Gold price (XAU/USD) witnessed an intraday turnaround from the vicinity of the all-time peak and dropped back below the $2,500 psychological mark following the release of the key US monthly employment details on Friday. The mixed US jobs report reduced the likelihood of a larger 50 basis point rate cut by the Federal Reserve (Fed), which, in turn, prompted some US Dollar (USD) short-covering and exerted some pressure on the precious metal.
That said, worries about a US economic downturn temper investors' appetite for riskier assets and act as a tailwind for the safe-haven Gold price. Apart from this, the lack of progress in ceasefire negotiations between Israel and Hamas turned out to be another factor lending support to the XAU/USD during the Asian session on Monday. This warrants caution for bearish traders amid the prospects for an imminent start of the Fed's rate-cutting cycle.
From a technical perspective, the Gold price has been oscillating in a familiar range over the past three weeks or so. This constitutes the formation of a rectangle on short-term charts and points to indecision among traders over the next leg of a directional move. The range-bound price action, however, might still be categorized as a bullish consolidation phase against the backdrop of a strong rally to the all-time peak. Moreover, oscillators on the daily chart – though have been losing traction – are still holding in the positive territory. Hence, any subsequent slide might still be seen as a buying opportunity near the $2,471-2,470 horizontal support.
The latter marks the lower boundary of the trading range and should act as a key pivotal point.

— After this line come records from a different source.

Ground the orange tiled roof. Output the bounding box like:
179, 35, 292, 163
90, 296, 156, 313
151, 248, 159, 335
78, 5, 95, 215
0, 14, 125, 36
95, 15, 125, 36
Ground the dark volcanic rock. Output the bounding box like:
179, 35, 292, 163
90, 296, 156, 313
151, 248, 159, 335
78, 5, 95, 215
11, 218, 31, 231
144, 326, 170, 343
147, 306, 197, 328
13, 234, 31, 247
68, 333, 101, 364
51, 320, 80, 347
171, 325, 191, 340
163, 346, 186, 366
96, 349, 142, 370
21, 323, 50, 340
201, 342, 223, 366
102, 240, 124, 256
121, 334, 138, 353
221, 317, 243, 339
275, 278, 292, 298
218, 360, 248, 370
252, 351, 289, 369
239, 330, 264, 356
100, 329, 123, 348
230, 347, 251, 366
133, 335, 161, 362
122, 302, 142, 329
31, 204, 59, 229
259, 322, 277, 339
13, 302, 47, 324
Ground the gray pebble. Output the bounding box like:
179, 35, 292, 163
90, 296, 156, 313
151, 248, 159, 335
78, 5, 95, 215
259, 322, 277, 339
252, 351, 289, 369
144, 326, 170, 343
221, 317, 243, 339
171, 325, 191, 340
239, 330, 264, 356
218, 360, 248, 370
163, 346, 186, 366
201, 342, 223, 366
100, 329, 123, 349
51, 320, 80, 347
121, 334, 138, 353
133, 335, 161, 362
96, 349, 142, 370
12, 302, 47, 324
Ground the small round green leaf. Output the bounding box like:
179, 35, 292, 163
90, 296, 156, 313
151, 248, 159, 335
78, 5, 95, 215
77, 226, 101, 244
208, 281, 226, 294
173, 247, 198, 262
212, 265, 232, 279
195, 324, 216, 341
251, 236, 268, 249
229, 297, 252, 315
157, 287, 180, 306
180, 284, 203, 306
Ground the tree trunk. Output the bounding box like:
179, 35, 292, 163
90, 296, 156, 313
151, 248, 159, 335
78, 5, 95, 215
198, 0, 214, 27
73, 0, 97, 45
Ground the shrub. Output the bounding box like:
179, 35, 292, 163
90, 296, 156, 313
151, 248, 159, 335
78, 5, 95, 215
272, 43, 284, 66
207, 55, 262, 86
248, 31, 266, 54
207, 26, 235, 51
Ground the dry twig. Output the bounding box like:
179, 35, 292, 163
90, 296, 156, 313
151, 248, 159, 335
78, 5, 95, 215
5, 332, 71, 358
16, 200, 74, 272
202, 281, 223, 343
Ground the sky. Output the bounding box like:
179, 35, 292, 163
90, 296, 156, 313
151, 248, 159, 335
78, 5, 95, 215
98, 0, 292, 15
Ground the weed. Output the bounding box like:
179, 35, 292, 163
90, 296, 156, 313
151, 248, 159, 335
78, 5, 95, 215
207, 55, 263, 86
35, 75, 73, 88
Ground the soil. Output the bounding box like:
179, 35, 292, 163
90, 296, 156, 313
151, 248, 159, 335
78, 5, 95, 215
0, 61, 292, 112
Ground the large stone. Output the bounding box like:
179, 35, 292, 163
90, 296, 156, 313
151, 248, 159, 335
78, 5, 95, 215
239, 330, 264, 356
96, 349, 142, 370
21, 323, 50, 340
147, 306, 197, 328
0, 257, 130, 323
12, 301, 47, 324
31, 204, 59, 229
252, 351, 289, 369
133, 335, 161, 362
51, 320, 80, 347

A convincing break below might prompt some technical selling and expose the 50-day Simple Moving Average (SMA) support, currently pegged near the $2,443-2,442 region. The downward trajectory could extend further towards the $2,400 round-figure mark en route to the 100-day SMA, around the $2,390-2,389 zone. On the flip side, any meaningful move up now seems to confront stiff resistance near the $2,520 region ahead of the $2,530-2,532 area, or the all-time peak. Some follow-through buying will be seen as a fresh trigger for bullish traders and set the stage for a further near-term appreciating move.
Gold has played a key role in human’s history as it has been widely used as a store of value and medium of exchange. Currently, apart from its shine and usage for jewelry, the precious metal is widely seen as a safe-haven asset, meaning that it is considered a good investment during turbulent times. Gold is also widely seen as a hedge against inflation and against depreciating currencies as it doesn’t rely on any specific issuer or government.
Central banks are the biggest Gold holders. In their aim to support their currencies in turbulent times, central banks tend to diversify their reserves and buy Gold to improve the perceived strength of the economy and the currency. High Gold reserves can be a source of trust for a country’s solvency. Central banks added 1,136 tonnes of Gold worth around $70 billion to their reserves in 2022, according to data from the World Gold Council. This is the highest yearly purchase since records began. Central banks from emerging economies such as China, India and Turkey are quickly increasing their Gold reserves.
Gold has an inverse correlation with the US Dollar and US Treasuries, which are both major reserve and safe-haven assets. When the Dollar depreciates, Gold tends to rise, enabling investors and central banks to diversify their assets in turbulent times. Gold is also inversely correlated with risk assets. A rally in the stock market tends to weaken Gold price, while sell-offs in riskier markets tend to favor the precious metal.
The price can move due to a wide range of factors. Geopolitical instability or fears of a deep recession can quickly make Gold price escalate due to its safe-haven status. As a yield-less asset, Gold tends to rise with lower interest rates, while higher cost of money usually weighs down on the yellow metal. Still, most moves depend on how the US Dollar (USD) behaves as the asset is priced in dollars (XAU/USD). A strong Dollar tends to keep the price of Gold controlled, whereas a weaker Dollar is likely to push Gold prices up.